Dadurch kommt es zu einer gewaltigen Kontroverse und Entfremdung zwischen den Menschen, die in den Regierungsgebäuden sitzen, und den Menschen, die sie gewählt haben. Die Folge ist eine Vertrauenskrise – nicht nur ein Mangel an Vertrauen in eine bestimmte politische Partei, sondern in das ganze System. Das System hält nicht, was es versprochen hat, und die Bevölkerung glaubt nicht mehr, dass die Regierung noch das Heft in der Hand hält.

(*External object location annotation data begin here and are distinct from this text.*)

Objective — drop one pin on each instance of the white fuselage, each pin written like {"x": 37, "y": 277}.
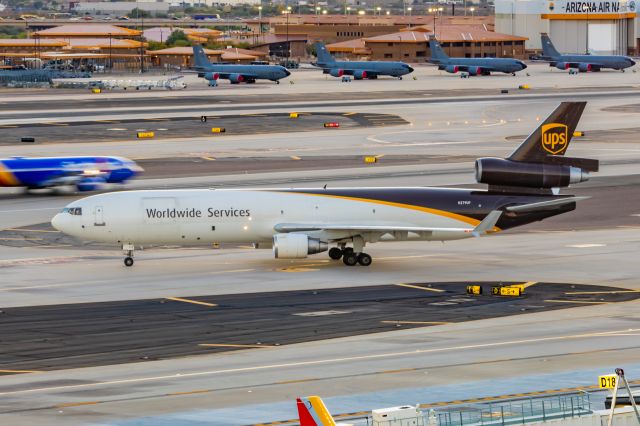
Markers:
{"x": 204, "y": 216}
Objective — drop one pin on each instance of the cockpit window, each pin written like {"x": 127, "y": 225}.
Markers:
{"x": 75, "y": 211}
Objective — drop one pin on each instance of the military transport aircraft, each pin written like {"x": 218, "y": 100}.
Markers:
{"x": 359, "y": 70}
{"x": 522, "y": 188}
{"x": 85, "y": 173}
{"x": 472, "y": 66}
{"x": 582, "y": 63}
{"x": 235, "y": 73}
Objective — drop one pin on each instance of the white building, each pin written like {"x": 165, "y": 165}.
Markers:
{"x": 598, "y": 26}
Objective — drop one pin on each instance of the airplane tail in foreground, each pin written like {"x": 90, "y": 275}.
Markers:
{"x": 324, "y": 57}
{"x": 436, "y": 50}
{"x": 312, "y": 412}
{"x": 200, "y": 59}
{"x": 553, "y": 135}
{"x": 548, "y": 49}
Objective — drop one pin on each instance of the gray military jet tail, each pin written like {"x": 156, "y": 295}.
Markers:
{"x": 582, "y": 63}
{"x": 359, "y": 70}
{"x": 473, "y": 66}
{"x": 235, "y": 73}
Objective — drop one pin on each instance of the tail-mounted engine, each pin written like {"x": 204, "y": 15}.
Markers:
{"x": 500, "y": 172}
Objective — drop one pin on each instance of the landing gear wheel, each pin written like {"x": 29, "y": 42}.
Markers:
{"x": 350, "y": 259}
{"x": 335, "y": 253}
{"x": 364, "y": 259}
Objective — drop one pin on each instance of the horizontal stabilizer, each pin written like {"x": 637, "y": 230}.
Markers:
{"x": 588, "y": 164}
{"x": 544, "y": 205}
{"x": 487, "y": 224}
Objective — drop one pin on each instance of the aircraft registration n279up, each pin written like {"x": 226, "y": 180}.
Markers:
{"x": 522, "y": 188}
{"x": 85, "y": 173}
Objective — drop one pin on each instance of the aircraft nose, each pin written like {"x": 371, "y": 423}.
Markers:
{"x": 58, "y": 222}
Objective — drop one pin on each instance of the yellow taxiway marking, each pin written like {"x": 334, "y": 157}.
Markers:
{"x": 195, "y": 302}
{"x": 77, "y": 404}
{"x": 227, "y": 345}
{"x": 189, "y": 392}
{"x": 415, "y": 322}
{"x": 30, "y": 230}
{"x": 400, "y": 370}
{"x": 288, "y": 382}
{"x": 437, "y": 290}
{"x": 312, "y": 362}
{"x": 602, "y": 292}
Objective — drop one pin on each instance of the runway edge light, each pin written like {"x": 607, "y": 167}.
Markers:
{"x": 474, "y": 289}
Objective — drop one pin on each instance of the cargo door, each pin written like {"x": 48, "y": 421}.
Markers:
{"x": 98, "y": 216}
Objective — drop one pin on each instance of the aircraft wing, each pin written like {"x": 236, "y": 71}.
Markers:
{"x": 544, "y": 205}
{"x": 487, "y": 224}
{"x": 466, "y": 68}
{"x": 227, "y": 75}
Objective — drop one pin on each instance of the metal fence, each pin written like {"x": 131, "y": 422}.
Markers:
{"x": 517, "y": 411}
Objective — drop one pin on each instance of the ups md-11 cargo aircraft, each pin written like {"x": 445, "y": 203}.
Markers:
{"x": 522, "y": 189}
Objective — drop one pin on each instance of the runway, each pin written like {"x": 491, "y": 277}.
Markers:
{"x": 107, "y": 330}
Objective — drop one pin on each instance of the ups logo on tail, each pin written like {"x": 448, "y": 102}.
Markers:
{"x": 555, "y": 137}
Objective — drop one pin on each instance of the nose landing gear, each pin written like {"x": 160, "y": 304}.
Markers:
{"x": 128, "y": 249}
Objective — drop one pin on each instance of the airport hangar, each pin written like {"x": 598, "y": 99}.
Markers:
{"x": 606, "y": 27}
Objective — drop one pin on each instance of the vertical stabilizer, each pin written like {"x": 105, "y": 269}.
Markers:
{"x": 437, "y": 53}
{"x": 324, "y": 57}
{"x": 553, "y": 136}
{"x": 548, "y": 49}
{"x": 312, "y": 412}
{"x": 200, "y": 59}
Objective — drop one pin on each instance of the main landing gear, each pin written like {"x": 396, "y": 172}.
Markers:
{"x": 128, "y": 250}
{"x": 350, "y": 257}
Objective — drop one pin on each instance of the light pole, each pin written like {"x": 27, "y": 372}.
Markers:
{"x": 110, "y": 58}
{"x": 287, "y": 12}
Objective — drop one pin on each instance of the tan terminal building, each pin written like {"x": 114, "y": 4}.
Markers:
{"x": 604, "y": 27}
{"x": 412, "y": 45}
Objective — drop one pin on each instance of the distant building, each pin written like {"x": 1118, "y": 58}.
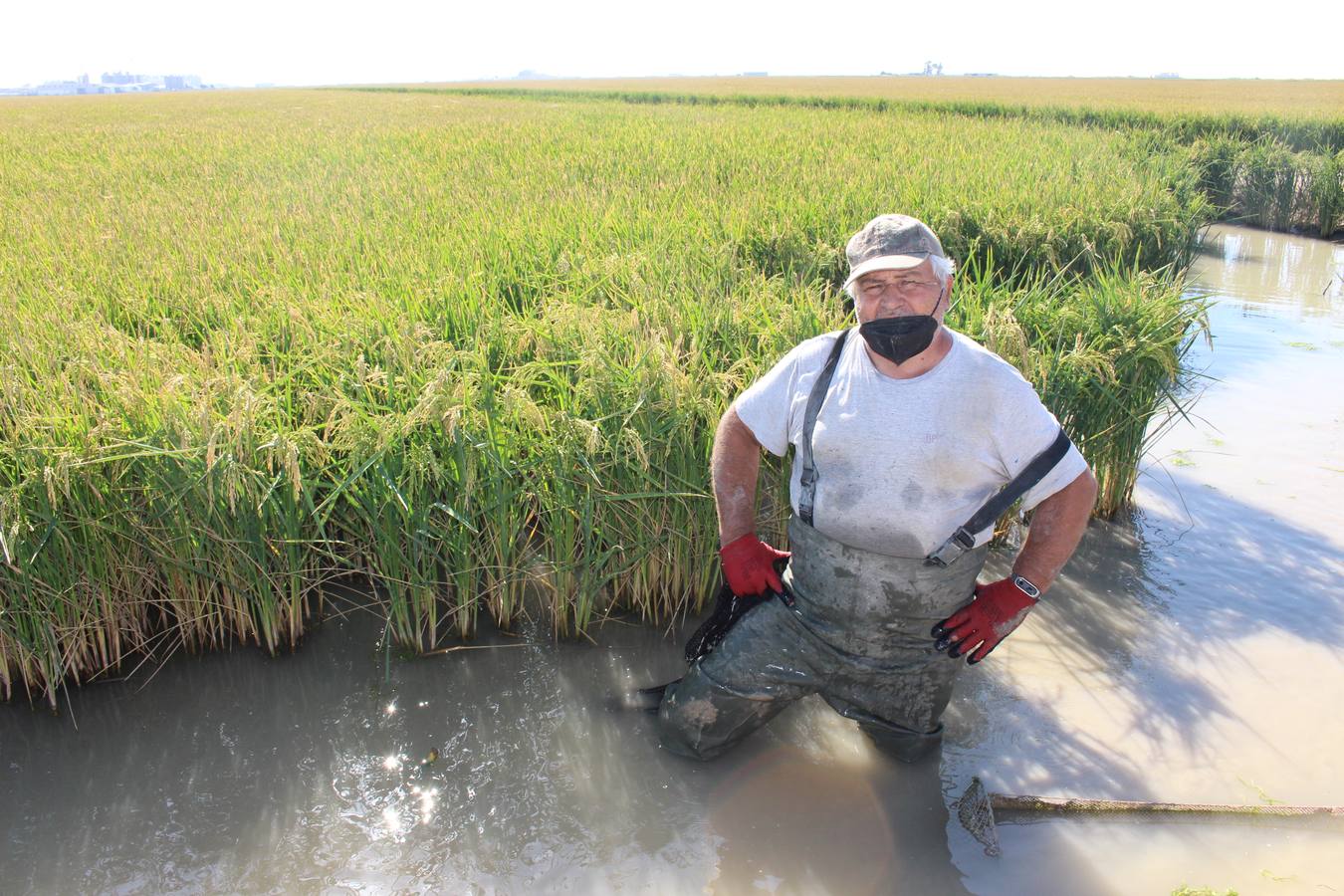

Die Folge ist, dass sich die sozialen Bindungen aufzulösen beginnen; jeder entscheidet nur noch für sich selbst. Wir sind moralisch blind geworden.“
Wozu führt diese moralische Blindheit?
„Zu einer Solidaritätskrise! Früher haben die Menschen eingesehen, dass sie gemeinsame Interessen hatten. Das ermutigte sie dazu, Schulter an Schulter zu stehen und sich einer gemeinsamen Sache anzuschließen. Aber heute … Sie arbeiten als Journalist?“
Ja.
„Dann wissen Sie, dass es zwischen Ihnen und Ihren Kollegen einen Kampf gibt. Es herrscht keine Solidarität mehr. Wenn jemand erfolgreich ist, eine größere Kolumne bekommt, dann ist das für Sie ein Verlust. Woran sie denken, ist to be one up someone.“
Bauman hält eine Hand über die andere. „Das ist wie beim Kartenspiel: Sie haben einen Punkt mehr als der andere. In der Wirtschaft bedeutet das: Ihrem Kollegen wird gekündigt, nicht Ihnen. Das betrifft nicht nur die Arbeitswelt, das gilt für alle Institutionen. Sie sind heute keine Stätten der Solidarität mehr, sondern sind von gegenseitigem Misstrauen und Wettstreit durchsetzt.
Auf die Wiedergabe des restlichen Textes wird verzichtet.